Andrew Marshall, arguably the most respected Pentagon strategist, died a few weeks ago. One of his many feats was to flag that the size of USSR’s economy was overestimated, and thereby the burden of its military spending was underestimated. This finding was one of the critical insights based on which the US went ahead with her ‘aggressive arms race strategy’ against the USSR because she knew sooner or later the USSR economy would crumble.
The moral of the story: reliable statistics are not only important for estimating poverty, unemployment or GDP, they are also critical for strategic insights. Successive governments in Pakistan have failed to recognise either. This failure has led to statistical bloopers in particular, such as the recent episode of inflation miscalculation, and the erosion of Pakistan Bureau of Statistics (PBS) as an institution in general. (See BR Research’s ‘Behind the scenes of CPI blooper’, November 9, 2018).
When the PTI came to power, there were not a lot of hopes that the party would change this dynamic around. The strengthening and independence of the PBS was neither a part of the party’s 2018 manifesto, nor its 100-day agenda. No surprises, therefore, that nine months into the government, the fate of the PBS remains in limbo.
The PBS has been moved from finance division to the planning division that can’t even manage its think tank PIDE, and whose last experience in overseeing the statistics body was a few decades ago. Nine months on, the PBS also does not have a chief statistician; hopefully the recent March-CPI episode has triggered some action on that front.

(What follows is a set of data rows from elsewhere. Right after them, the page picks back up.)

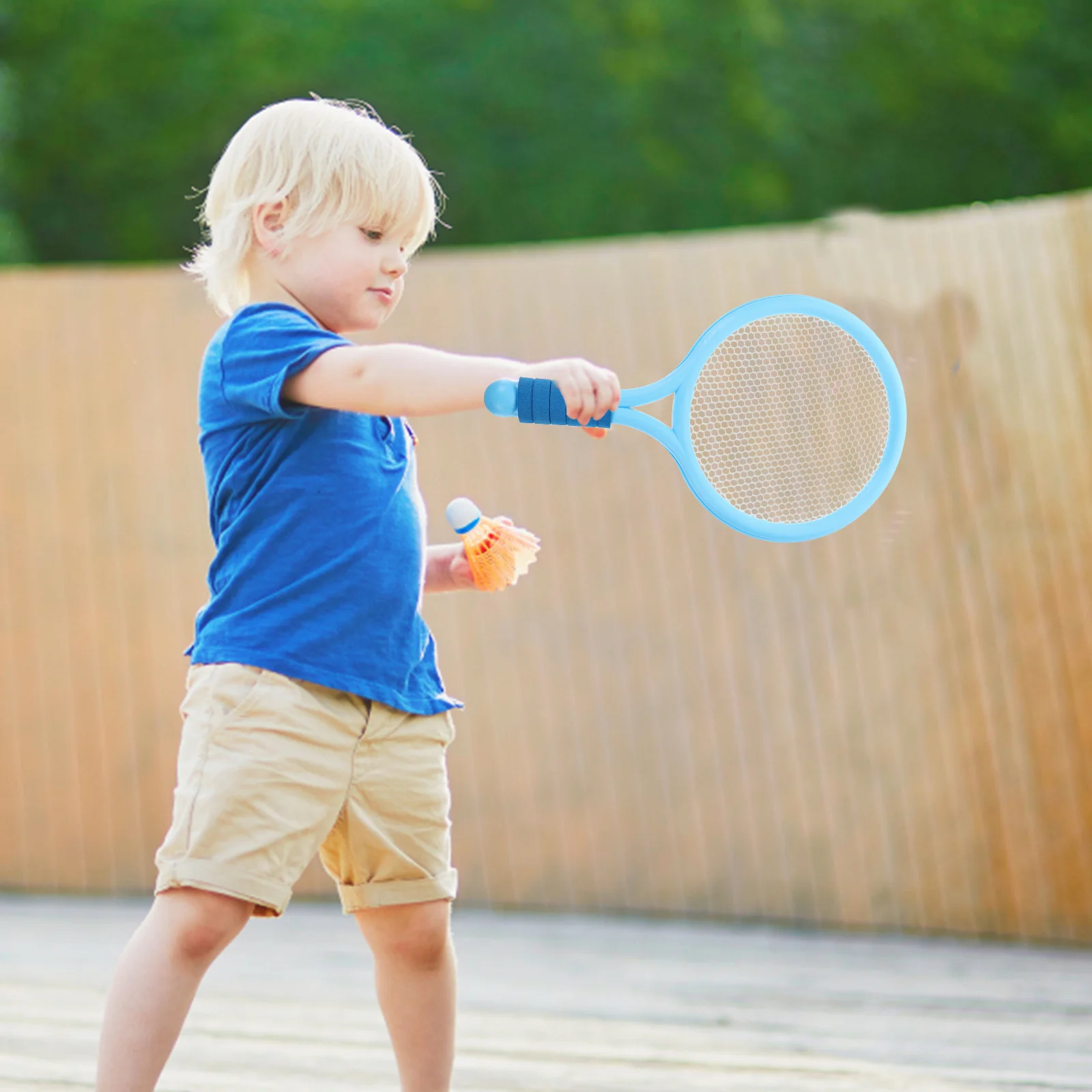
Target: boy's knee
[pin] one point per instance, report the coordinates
(418, 934)
(203, 923)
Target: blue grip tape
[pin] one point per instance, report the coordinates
(541, 402)
(523, 402)
(558, 415)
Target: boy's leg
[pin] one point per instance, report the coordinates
(415, 981)
(156, 982)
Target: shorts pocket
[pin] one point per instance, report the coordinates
(223, 691)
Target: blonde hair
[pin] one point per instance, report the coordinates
(331, 163)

Meanwhile, the census of manufacturing industries (needed for latest estimates of labour productivity, cost of inputs, etc) and other critical census and surveys remain pending, and without any stated policy direction for improving statistics save for a passing reference in the government’s Ehsaas document. (See ‘Ehsaas: the good, the bad, the strange’ April 22, 2019)
Here is what Ehsaas document stated: “National Strategy for the development of statistics, for strengthening quality and availability of statistics and to ensure the independence of statistics from political and other undue external influence, so that the government can have access to accurate, reliable, and timely statistics and a solid and credible base of evidence, which is critical to support the design and evaluation of policies.”

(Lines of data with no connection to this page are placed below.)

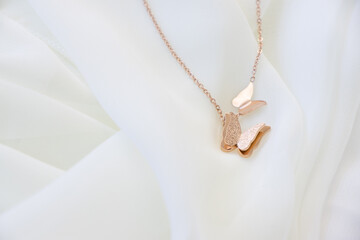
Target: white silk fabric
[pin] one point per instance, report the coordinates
(104, 136)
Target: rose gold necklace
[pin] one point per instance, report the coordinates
(233, 138)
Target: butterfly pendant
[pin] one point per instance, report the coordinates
(233, 138)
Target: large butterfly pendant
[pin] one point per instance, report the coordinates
(233, 138)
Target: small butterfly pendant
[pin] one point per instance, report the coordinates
(233, 138)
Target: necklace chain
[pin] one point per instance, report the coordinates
(187, 70)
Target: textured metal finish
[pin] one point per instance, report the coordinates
(231, 132)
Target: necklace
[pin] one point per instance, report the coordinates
(233, 138)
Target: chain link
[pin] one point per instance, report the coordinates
(187, 70)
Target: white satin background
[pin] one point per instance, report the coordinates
(103, 136)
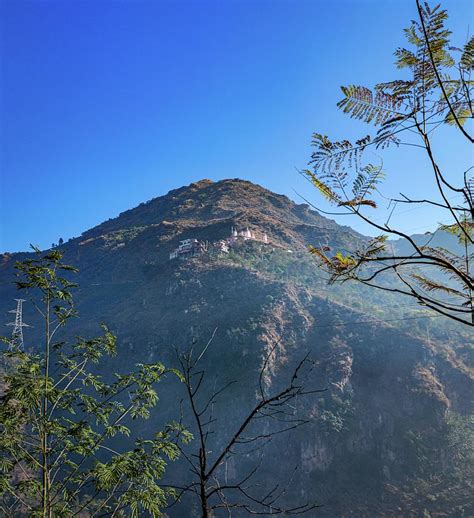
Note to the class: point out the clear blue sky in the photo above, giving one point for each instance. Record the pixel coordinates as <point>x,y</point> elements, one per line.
<point>105,104</point>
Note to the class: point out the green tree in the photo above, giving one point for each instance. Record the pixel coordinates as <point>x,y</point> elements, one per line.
<point>58,418</point>
<point>436,96</point>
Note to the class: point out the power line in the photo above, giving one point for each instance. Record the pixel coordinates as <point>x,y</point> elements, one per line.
<point>16,341</point>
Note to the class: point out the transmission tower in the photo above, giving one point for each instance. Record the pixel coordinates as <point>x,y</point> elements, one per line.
<point>16,342</point>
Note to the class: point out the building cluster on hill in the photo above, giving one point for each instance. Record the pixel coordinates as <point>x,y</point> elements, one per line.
<point>191,247</point>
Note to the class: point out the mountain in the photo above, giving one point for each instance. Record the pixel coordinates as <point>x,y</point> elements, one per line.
<point>383,438</point>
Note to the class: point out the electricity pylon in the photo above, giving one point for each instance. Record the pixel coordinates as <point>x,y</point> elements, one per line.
<point>16,342</point>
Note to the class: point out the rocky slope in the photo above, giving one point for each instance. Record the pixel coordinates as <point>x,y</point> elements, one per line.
<point>381,439</point>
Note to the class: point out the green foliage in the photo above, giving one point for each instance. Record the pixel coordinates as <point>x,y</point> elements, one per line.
<point>58,417</point>
<point>437,93</point>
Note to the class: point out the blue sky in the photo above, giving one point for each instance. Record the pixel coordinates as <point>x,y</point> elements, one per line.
<point>105,104</point>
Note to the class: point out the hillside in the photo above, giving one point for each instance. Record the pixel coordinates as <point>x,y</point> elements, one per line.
<point>398,382</point>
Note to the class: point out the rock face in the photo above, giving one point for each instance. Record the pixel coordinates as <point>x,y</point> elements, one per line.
<point>381,440</point>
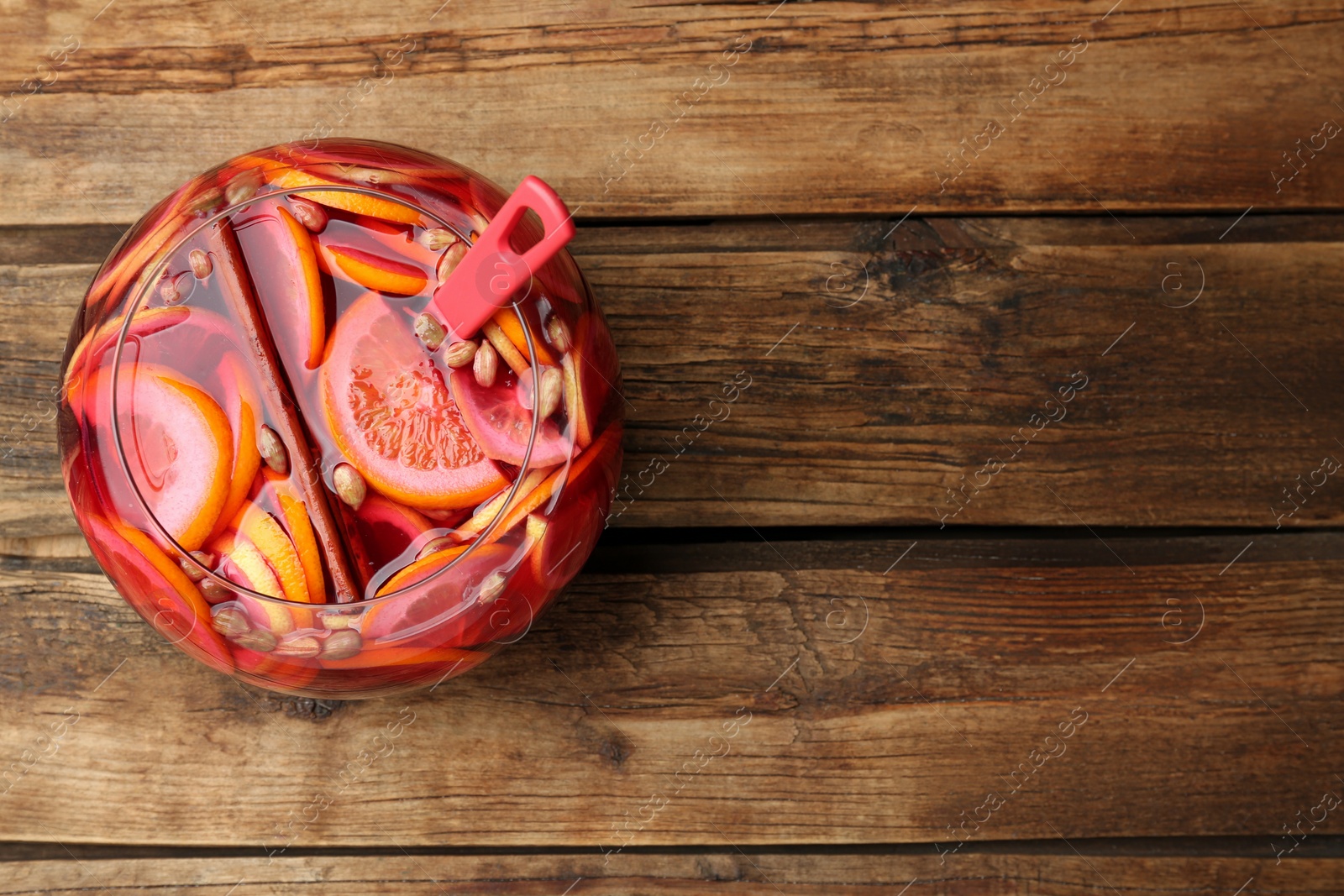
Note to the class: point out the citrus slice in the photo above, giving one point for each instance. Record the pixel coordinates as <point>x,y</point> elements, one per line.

Outside of this single sentence, plans to ensure a strong and independent national statistics organisation (NSO) are conspicuous by its absence. If there were indeed plans to make PBS an independent body, why was it moved from finance and parked under planning division instead of giving it the status of a semi-autonomous body that at least had functional and administrative independence. Financial independence is understandably rather difficult (more on independence and scope of NSO later!).
Like finance, the planning division is also a user of data. Does it make sense for the user of data to be the producer of data as well? At least thrice in the past twenty years, finance ministers have made PBS staff sit in a room and ordered them to torture the statistics until such time their preferred growth numbers were produced. That’s the kind of thing that happens to data when you give data users the job to produce data as well.

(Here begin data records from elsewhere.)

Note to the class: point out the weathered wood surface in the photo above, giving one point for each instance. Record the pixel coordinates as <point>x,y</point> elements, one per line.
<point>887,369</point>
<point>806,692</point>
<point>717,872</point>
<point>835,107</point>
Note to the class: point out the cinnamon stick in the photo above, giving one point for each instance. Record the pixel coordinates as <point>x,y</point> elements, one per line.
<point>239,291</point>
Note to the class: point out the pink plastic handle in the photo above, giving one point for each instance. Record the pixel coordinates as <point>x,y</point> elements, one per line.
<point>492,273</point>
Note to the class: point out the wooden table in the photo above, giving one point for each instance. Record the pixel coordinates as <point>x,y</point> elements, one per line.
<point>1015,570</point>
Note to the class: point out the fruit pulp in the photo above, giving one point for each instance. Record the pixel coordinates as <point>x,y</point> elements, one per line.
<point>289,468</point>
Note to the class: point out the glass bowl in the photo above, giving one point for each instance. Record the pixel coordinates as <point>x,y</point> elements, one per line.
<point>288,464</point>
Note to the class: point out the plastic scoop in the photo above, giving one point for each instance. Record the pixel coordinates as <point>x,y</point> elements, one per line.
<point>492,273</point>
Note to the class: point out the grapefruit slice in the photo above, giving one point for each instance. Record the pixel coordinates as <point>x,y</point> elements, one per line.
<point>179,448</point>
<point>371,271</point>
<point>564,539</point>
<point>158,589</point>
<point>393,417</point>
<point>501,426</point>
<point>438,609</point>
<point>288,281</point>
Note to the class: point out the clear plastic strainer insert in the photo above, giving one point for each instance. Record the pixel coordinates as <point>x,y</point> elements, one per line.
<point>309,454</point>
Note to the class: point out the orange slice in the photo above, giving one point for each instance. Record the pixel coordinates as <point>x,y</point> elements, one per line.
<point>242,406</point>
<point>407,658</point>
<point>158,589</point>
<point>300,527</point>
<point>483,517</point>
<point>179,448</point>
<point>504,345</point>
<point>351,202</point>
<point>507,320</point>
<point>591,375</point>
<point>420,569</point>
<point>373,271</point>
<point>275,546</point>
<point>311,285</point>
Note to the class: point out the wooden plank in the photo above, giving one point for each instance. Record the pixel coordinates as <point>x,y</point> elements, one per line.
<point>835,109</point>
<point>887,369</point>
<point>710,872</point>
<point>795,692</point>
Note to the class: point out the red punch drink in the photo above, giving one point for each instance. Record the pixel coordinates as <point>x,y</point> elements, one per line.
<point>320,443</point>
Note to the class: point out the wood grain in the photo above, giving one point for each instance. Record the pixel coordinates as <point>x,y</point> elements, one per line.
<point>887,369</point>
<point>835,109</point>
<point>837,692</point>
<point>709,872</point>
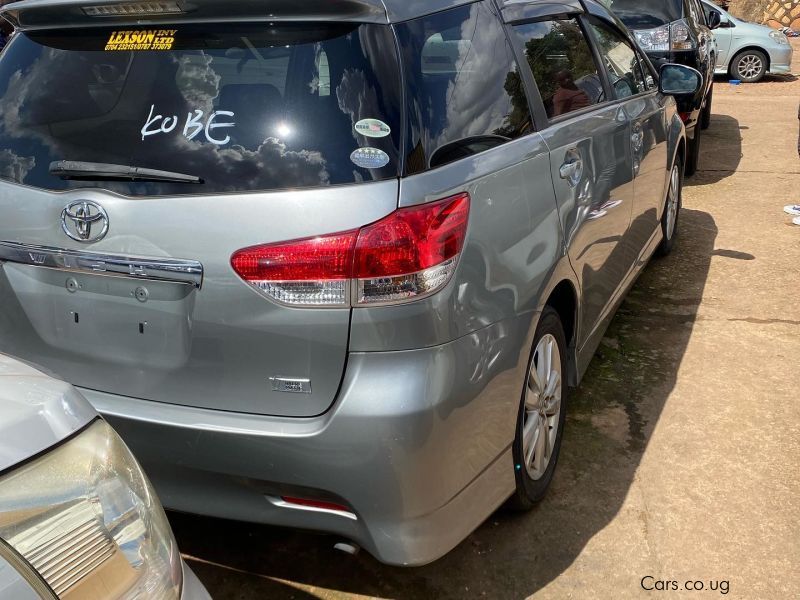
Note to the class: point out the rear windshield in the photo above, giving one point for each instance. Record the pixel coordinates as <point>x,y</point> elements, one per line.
<point>646,14</point>
<point>244,108</point>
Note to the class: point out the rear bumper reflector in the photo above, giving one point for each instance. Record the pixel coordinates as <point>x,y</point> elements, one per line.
<point>318,506</point>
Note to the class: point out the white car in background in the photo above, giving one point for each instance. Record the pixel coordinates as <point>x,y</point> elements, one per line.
<point>747,51</point>
<point>78,518</point>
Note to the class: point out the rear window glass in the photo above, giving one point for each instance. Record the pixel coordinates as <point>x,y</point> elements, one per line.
<point>244,108</point>
<point>464,91</point>
<point>646,14</point>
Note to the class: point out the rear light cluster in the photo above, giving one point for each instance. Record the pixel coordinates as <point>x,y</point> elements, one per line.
<point>408,255</point>
<point>674,36</point>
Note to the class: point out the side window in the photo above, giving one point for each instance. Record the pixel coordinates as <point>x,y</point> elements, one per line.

If PM Imran Khan really wants to retain or boot out his ministers for good or bad performance, he would do well to also look at official statistics instead of relying solely on media outcry and on those who have questionable loyalty but have his ears by their hands.
Think about it: how can the people or the PM assess the performance of planning, finance and so many other ministries, if the statistics body is not independent. From policymaking standpoint, economic, social and other forms of data is one of the foundations of modern realisation of justice; failing to bring about NSO reforms will lead to a travesty of justice.